The next thing you could do is similar to what you were doing, but the problem is that an overload is an intersection , not a union . It is both signatures:

type WC1 = (scope: ng.IScope, fn: ()=>void) => ()=>void;
type WC2 = (fn: ()=>void, truthy:any) => ()=>void;
type WhenChanged = WC1 & WC2; // and, not or

Be careful that intersections of function signatures are not commutative , specifically because they represent overloads. That means that the following type is not technically the same:

type NotWhenChanged = WC2 & WC1; // different type

since the overload resolution would take place in a different order.

Note that you can't call a function of type WC1 | WC2 WC1 | WC2 since the call signatures are different the compiler can't tell if the function is WC1 or WC2 .

---

Okay, there you go. Hope it helps; good luck!

Answer 2

After some playing, it turns out that the answer is (at least in part) to use an interface. This seems to work:

interface WhenChanged {
    (scope: ng.IScope, fn: ()=>void): ()=>void
    (fn: ()=>void, truthy:any): ()=>void
}

const whenChanged: WhenChanged = (a,b) => {
    //...
};

Answer 3

"Cannot invoke an expression whose type lacks a call signature" means a union of types isn't callable, you have to choose one type or the other.

The problem is that in the example you gave you haven't defined types for a and b , so the compiler cannot tell which of WC1 and WC2 is actually being used. If you change the definition of whenChanged :

const whenChanged: WhenChanged = (a: ng.IScope, b: ()=>void) => {
  return b;
};

now the compiler knows it can restrict the type of whenChanged to WC1 so you can safely call it.
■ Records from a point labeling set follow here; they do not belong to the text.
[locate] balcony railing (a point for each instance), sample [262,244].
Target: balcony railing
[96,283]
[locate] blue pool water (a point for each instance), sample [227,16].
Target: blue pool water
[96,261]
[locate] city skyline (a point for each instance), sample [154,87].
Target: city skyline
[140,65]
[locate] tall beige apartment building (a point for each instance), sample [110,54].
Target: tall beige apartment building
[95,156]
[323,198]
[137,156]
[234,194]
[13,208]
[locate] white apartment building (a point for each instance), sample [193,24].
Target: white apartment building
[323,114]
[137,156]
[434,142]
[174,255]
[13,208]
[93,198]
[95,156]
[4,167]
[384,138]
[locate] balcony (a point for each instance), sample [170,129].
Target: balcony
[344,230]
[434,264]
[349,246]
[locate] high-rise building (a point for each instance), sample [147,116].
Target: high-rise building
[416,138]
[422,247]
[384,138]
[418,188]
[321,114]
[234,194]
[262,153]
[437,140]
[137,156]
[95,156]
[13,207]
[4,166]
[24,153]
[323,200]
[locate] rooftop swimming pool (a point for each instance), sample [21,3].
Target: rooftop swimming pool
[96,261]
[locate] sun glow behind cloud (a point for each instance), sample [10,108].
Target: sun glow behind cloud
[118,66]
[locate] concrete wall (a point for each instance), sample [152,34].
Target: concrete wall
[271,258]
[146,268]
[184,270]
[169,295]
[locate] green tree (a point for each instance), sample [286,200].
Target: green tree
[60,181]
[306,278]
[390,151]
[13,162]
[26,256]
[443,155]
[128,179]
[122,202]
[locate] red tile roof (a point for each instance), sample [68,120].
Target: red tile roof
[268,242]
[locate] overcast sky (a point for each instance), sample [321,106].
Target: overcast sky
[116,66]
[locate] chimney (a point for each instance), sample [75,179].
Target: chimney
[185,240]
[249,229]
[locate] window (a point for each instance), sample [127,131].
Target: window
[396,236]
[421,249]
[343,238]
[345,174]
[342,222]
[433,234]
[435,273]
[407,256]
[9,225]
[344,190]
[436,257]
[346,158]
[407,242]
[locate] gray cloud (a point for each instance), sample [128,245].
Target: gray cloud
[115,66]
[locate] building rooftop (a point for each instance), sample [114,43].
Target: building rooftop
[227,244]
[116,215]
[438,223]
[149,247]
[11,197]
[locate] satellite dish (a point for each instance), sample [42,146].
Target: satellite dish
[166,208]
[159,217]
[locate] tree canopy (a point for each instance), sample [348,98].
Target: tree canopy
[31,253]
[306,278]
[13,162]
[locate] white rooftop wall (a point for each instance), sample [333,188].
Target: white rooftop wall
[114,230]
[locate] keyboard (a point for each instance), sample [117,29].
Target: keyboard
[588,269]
If instead of a const you had a variable and whenChanged could be either of WC1 or WC2 in ways the compiler cannot tell then you will have to use some kind of type assertion to restrict the type to one or the other before calling it:

(whenChanged as WC1)(some_scope, some_fn);

or:

(whenChanged as WC2)(some_fn, some_truthy);

What you cannot do is work out from whenChanged which type it contains in order to call it with the appropriate arguments. You'll have to get that information from somewhere else.